If you ask Queen Latifah how she got to where she is today, it won’t be long before she mentions her parents. She is the daughter of a police officer and an art teacher, the latter of whom went back to school to earn a bachelor’s degree when Latifah — whose real name is Dana Owens — was young. Education was huge in the Owens household, and Latifah considers herself a constant student.
“I love to learn, I love to explore new things, and I really wish I had gotten my degree,” she told us. “It’s one of the things where I’m like, ugh! But life presented itself in a different way.”

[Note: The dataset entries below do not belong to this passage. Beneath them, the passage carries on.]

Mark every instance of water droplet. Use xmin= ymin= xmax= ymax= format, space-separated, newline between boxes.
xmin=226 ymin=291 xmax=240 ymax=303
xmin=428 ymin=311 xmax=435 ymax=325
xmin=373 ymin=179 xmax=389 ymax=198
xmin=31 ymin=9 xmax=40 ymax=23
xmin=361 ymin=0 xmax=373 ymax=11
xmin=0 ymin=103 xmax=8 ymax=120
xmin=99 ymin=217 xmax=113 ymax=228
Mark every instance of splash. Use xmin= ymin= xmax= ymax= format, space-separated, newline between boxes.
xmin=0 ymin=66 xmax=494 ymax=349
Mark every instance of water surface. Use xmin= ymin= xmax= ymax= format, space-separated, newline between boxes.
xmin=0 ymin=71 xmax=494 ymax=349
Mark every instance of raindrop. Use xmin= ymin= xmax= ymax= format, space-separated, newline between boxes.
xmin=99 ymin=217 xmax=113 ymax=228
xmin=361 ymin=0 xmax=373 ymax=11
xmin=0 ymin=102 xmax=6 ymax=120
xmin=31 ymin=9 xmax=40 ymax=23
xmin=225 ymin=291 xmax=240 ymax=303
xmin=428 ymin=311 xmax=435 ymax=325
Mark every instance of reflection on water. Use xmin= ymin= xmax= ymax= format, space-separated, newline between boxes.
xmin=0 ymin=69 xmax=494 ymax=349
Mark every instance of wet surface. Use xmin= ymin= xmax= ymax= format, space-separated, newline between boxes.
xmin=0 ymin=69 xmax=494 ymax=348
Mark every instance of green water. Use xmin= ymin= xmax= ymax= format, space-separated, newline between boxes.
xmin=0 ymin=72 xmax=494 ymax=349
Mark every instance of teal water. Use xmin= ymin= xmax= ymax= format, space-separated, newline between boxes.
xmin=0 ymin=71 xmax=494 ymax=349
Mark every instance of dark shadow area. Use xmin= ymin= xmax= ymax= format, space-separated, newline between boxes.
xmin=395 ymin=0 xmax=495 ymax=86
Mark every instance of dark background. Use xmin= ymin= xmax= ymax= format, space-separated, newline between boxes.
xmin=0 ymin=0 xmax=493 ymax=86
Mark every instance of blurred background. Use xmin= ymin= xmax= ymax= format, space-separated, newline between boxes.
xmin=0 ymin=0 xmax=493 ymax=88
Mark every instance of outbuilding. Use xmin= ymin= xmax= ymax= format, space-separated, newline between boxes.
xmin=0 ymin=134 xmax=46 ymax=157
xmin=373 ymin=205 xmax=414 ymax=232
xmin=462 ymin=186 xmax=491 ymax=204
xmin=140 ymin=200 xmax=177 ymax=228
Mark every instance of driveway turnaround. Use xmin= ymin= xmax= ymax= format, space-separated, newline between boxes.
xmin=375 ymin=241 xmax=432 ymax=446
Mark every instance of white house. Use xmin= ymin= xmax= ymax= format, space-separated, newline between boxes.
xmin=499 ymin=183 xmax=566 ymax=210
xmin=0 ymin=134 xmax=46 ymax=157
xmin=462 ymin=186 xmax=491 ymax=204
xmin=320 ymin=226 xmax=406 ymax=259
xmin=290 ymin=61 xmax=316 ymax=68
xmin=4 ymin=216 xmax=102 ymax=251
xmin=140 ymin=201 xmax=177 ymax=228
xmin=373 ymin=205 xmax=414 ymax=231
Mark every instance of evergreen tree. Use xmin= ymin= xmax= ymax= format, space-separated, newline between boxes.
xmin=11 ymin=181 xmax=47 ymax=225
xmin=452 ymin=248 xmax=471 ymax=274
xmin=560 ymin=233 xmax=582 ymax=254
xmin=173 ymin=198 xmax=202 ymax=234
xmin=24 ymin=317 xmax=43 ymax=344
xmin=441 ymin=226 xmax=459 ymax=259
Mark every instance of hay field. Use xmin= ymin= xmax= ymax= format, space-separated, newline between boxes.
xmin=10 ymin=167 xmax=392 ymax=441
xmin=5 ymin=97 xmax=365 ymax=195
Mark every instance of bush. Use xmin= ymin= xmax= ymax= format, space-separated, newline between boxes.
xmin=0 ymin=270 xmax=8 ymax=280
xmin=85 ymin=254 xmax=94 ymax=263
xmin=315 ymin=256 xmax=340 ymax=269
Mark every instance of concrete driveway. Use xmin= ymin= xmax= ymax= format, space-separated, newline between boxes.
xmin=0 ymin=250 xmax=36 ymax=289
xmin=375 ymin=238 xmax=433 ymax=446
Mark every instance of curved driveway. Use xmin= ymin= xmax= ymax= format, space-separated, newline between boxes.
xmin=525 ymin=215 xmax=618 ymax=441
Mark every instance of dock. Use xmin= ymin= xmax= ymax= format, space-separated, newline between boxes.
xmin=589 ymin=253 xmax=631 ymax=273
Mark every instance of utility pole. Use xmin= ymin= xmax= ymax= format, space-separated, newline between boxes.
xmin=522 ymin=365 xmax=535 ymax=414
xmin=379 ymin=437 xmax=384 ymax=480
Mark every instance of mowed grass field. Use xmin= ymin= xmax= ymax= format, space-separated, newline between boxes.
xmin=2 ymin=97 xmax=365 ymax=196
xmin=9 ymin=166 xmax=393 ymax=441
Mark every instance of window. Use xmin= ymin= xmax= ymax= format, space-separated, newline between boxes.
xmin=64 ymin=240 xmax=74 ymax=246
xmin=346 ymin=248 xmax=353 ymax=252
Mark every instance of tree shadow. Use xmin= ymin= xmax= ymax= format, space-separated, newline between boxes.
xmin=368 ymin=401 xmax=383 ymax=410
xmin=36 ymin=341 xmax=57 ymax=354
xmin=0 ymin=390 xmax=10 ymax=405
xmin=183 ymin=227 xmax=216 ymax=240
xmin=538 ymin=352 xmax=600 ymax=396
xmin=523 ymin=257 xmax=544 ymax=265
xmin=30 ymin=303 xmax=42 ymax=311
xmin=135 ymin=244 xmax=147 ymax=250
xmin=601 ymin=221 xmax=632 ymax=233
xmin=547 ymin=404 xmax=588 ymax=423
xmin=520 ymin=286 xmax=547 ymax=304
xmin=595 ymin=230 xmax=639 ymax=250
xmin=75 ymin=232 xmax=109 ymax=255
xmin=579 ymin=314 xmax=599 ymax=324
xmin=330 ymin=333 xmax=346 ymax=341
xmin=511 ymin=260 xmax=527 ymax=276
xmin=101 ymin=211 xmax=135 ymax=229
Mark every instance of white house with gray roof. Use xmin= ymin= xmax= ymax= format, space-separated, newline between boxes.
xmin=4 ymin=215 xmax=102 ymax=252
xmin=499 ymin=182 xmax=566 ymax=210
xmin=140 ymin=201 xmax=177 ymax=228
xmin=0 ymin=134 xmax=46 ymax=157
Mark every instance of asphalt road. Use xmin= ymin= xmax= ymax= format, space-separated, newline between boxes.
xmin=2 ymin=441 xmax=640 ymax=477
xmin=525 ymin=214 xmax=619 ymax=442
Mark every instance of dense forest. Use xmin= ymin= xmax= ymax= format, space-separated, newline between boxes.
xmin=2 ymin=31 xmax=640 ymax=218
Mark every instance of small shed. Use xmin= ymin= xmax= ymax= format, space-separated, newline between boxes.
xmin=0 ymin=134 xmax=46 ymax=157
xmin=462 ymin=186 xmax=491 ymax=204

The 48-year-old entertainer delivered a commencement speech Saturday at Capital One Arena for Strayer University, an institution she has partnered with to produce an 11-week online course that focuses on building confidence and perseverance. We spoke with Latifah about this endeavor and creative work she has lined up. (This interview has been edited and condensed.)
Reliable Source: Not many people get the opportunity to give a commencement speech, and you also did so earlier this year at Rutgers. What is that experience like?
Queen Latifah: For me, these speeches mean something. They meant something to me when I was an eighth grader, when I was graduating high school. It means something for someone to inspire you to get ready to go out in the world. You’ve done the work. You just need that one little extra kick from somebody who’s out there to really let you know you can do it.
RS: Let’s talk about the Essence Festival. It’s coming up in July, right?
QL: I just know I’m about to perform. I’m going on, and then Mary [J. Blige] is closing the show. . . . I’m right before Mary. I’m definitely bringing out some very special guests — that’s going to be a nice surprise.
RS: I read Missy Elliot?
QL: I can’t — some people could be coming out on Queen Latifah’s set that’s going to shut the game down. And then Janet [Jackson] is closing on Sunday, so it’s going to be a good festival. It’s going to be worth every inch of that 98-degree, 99 percent humidity weather that we’re going to get in New Orleans.
RS: Of course, Essence plays a part in “Girls Trip” as well. Any plans for a sequel?
QL: We’re actually working it all out. I know they’re writing it and we’re all down, so it’s just a matter of time. We’re just waiting for a script, script, script, script, script, script. We all still talk all the time. We love each other to death. I can’t wait to get together and cut up in some location. We’re not sure where we’re going to do the dirt this time, but who knows? It could be Essence all over again.
That movie inspired a lot of women to reconnect with their friends, and I’m just happy about what it was able to do for women, period. Not only to be just this huge female-driven comedy, but to really reconnect people to their buddies, their college friends and their family members. I saw so many drunk people going through airports: “Yeah! We just came from our girls trip!” And they just wouldn’t stop.
RS: I’d like to discuss your Lifetime project “Flint” as well. There’s so much happening all the time, and we don’t hear people continuing to talk about Flint as much as you think they should be or would be. What was it like to work on that?
QL: We have one chaotic government right now, you know? This is just me speaking for myself, but it’s hard to zero in on certain things that are just important and deal with those things. There’s so much craziness going on, and unnecessary craziness that distracts from real things that we’ve been dealing with for years [that] have still needed our attention. Like water! How can you have a whole town where water is poison? And it’s still not fixed.
We made this film, and hopefully it’ll continue to run and get some attention because the people in Flint are still suffering. I hope we do continue to talk about it, because it’s something that hasn’t been repaired, and it hasn’t gone away, and it can happen again. And it will happen again, if we don’t get to the root of the problem. And that’s why I’m running for president of these states of New Jersey.
RS: I mean, this always seems to be a question nowadays, but do you have an interest in politics?
QL: I love politics, the idea of it. I’m such an idealist and wanted to fix the world, and I guess life took me in a direction where I get to do it my way. But no, not at this point. I wouldn’t rule it out because I do care about my community, so if I was called, if my heart compelled me, if it was on my spirit to do that, I would do that. I would work as hard as I could to educate myself enough to be worthy of that job of service.
RS: Your résumé is already incredibly long, but is there something you haven’t done that you’d like to?
QL: Hang-gliding champ. I still have dreams of it, but I think I’m going to finally sell that hang glider that I got as a gift.